De GR16 loopt van de bron in Aarlen tot aan de monding van de rivier nabij Monthermé in Frankrijk. Het is de ideale leidraad om de Semois te leren kennen. Pas vanaf Florenville wordt de route echt interessant, dan wordt het terrein heel geaccidenteerd. De GR duikt geregeld in en uit de vallei zodat de hoogteverschillen serieus oplopen. Onderschat de tocht dus niet, na 20-25 kilometer op één dag zul je al behoorlijk verzadigd zijn. Sommige uitzichtpunten behoren tot de wildste en mooiste in heel België. De laddertjes ‘Les Echelles’ nabij Rochehaut zorgen voor wat extra avontuur.

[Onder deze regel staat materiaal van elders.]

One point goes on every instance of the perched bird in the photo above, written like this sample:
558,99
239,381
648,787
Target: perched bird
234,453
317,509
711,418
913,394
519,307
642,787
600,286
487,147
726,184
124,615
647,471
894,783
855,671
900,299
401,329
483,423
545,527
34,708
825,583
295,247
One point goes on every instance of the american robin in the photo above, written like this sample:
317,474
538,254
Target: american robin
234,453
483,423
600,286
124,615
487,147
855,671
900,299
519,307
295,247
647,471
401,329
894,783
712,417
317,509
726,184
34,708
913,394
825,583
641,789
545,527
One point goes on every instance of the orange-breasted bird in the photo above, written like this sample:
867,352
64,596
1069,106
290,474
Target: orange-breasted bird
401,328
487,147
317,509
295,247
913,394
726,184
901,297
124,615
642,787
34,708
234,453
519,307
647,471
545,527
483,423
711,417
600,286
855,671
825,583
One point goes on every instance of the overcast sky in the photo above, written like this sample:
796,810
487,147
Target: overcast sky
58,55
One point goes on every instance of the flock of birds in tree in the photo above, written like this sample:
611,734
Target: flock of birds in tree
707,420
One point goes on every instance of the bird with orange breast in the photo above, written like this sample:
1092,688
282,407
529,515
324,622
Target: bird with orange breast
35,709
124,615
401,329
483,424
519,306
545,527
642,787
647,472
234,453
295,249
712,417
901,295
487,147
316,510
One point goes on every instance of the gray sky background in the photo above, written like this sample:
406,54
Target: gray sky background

Een interessante doorsteek is de oude spoorweg L163 van Bertrix tot Muno. Deze oude spoorweg valt uiteen in drie stukken : net ten zuiden van Bertrix een zone met oude leisteengroeves, dan het doorkruisen van de Semoisvallei met een hele reeks tunnels en viaducten (waarvan sommige nu afgesloten) en dan in het zuiden bij Muno en St-Cécile een vlakker stuk dat veranderd is in Ravelfietspad. Er zijn plannen om ook andere stukken als fietspad in te richten. Wie van avontuur in lost places houdt, zal dit verslag van Luc Selleslagh ongetwijfeld interessant vinden: http://www.trekkings.be/L163Avoorstelling.htm.

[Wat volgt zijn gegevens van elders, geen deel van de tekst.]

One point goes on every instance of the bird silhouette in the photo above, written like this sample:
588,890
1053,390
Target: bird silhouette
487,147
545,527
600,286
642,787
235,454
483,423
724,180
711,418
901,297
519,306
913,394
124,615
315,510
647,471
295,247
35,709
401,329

Veel kleine zijvalleien van de Semois en de uitgestrekte bossen ten zuiden en ten noorden van de Semoisvallei blijven onbekend bij de toerist en worden ook niet gepromoot via padennetwerken of dergelijke. Wie wat zin heeft voor avontuur kan hier met de stafkaart in de hand zijn eigen parcours uitstippelen en verrast worden door de eenzaamheid, de valleien die omgevormd zijn door bevers, de plotse ontmoetingen met herten en reetjes.